UniCode - CocoaDev

The increasing use of the Internet for global commerce renders the need to efficiently transmit,store, and manipulate multi-lingual data ever more urgent. It is no longer acceptable for companies wishing to do business on a worldwide basis to impose a single language (i.e. English) as a common denominator. They must be able to communicate with potential customers in the customer’s native language. Unicode is the first character set that enables all the world’s languages to be encoded in the same data set. Prior to the introduction of Unicode, if users wanted to store data in, for example, Chinese, they were required to choose a character set appropriate for that language - to the exclusion of most other languages. It was not possible (or in any case, highly impractical) to mix character sets, and thus diverse languages, in the same data set. http://goo.gl/General/OeSCu

taken from -> http://www.sybase.com/content/1013476/4073UNI-chorwpaperv3.pdf

Links

http://www.unicode.org/charts/charindex.html
http://en.wikipedia.org/wiki/Unicode
http://en.wikipedia.org/wiki/UTF-16

It looks like Apple is trying to move further away from ASCII characters. File path encoding recommendations in General/CoreFoundation and Cocoa are now UTF-8. So what does this mean for those who like ASCII? Not much at the moment. printf will be around for some time, but byte order character strings may be a thing of the past.

UTF-16 is the native data format for General/NSString. This means that all characters in an General/NSString are multiples of 16 bits wide. Programmers that only deal with ASCII characters really don’t have to worry about any of the implications of UTF-16 because ASCII characters cast to UTF-16 encoding.

char c = 'a';
unichar uc = c;
General/NSLog(@"char: <%c> unichar: <%C>", c, uc);

Output:
    2004-11-21 10:52:12.670 test[4760] char: <a> unichar: <a>

This is all basic info. But, the main reason this topic was created was to talk about some of the neat characters you can use when characters are 16 bits wide (unichar).

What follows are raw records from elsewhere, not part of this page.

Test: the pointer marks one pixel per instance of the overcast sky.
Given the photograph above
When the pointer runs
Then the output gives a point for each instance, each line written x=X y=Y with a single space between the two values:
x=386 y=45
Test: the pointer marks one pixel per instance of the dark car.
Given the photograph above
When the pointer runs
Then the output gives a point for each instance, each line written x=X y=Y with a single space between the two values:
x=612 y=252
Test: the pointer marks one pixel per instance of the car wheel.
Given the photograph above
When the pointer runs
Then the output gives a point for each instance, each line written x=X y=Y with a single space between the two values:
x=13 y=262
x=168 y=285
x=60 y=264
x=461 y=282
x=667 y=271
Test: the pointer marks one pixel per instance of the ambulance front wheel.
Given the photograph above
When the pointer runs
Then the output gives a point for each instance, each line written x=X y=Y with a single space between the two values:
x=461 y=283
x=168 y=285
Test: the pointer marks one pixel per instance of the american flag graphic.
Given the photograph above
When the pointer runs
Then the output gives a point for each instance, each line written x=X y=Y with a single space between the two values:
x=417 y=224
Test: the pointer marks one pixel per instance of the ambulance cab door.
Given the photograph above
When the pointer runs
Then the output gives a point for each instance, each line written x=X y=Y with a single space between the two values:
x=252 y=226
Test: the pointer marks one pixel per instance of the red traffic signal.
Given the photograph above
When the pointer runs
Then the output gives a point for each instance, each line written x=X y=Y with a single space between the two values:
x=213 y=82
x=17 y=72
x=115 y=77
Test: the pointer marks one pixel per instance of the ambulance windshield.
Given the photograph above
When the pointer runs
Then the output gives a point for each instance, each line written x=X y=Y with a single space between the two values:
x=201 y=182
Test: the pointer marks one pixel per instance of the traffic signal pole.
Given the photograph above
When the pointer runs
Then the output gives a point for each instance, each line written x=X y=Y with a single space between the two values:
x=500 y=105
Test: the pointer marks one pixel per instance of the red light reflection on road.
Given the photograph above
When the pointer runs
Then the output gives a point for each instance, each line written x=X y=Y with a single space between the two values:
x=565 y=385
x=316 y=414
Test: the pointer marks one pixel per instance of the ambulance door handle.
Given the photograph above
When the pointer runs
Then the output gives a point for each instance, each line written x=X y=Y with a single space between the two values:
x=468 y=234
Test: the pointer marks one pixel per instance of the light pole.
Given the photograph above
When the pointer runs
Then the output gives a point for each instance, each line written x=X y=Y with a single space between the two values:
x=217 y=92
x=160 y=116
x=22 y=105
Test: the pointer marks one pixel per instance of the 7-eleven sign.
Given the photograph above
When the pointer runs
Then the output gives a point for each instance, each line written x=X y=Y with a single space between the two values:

For example the symbol for a giga byte is the unichar value of (0x3387). Most fonts will display this value nicely. There are many other nice symbols you can use in your GUI like arrows (0x2962 - 0x2965).

Actually, the GB symbol only exists in Japanese fonts.

To see most of them log this code snippet, but this could be slow if you have an old mac ;-)

int i;
General/NSMutableString *string = General/[NSMutableString string];
for (i = 32; i < 55296; i++) {
	if (!(i % 10)) [string appendString:@"\n"];
	[string appendFormat:@"(%04X:%i)%C, ", i, i, i];
}
General/NSLog(string);

Symbols

*Option(0x2325), Delete(0x2326), Command(0x2318), Shift(0x21E7), Control(0x2303) *Hz(0x3390), kHz(0x3391), General/MHz(0x3392), General/GHz(0x3393), General/THz(0x3394) *KB(0x3385), MB(0x3386), GB(0x3387) (most SI units are between 0x3380 and 0x33D8) *Circled letters (A-Z, a-z) are between (0x24B6 - 0x24E9)

–zootbobbalu

Also, here is a page describing the mapping between Mac OS Keyboard character set to Unicode 4.0 and later:

http://www.unicode.org/Public/MAPPINGS/VENDORS/APPLE/KEYBOARD.TXT

I need to specify an Unicode character in General/NSString in my code, and I simply don’t know how to do it. If I try with escape sequence \u or \U (for example: General/NSString *aString = @”p\u00c0pe”;), which is the regular way stated in documentation on several places, I get warning from the compiler, complaining that ‘\u’ or ‘\U’ is unknown escape sequence, and it’s simply ignored (aString actually gets the value of “pu00c0e”). Am I missing something, or what? Thanx in advance, Dragan

The proper way to create General/NSString that contains unicode characters is to use stringWithUTF8String and the \u#### escape sequence, like this:

General/NSString *aString = General/[NSString stringWithUTF8String:”To be continued\u2026”];

So no double backslashes are needed, and UTF8-encoded characters are used inside a plain C-string. Creating strings from separate characters (as shown later on this page) is too complicated and unnecessary for most purposes.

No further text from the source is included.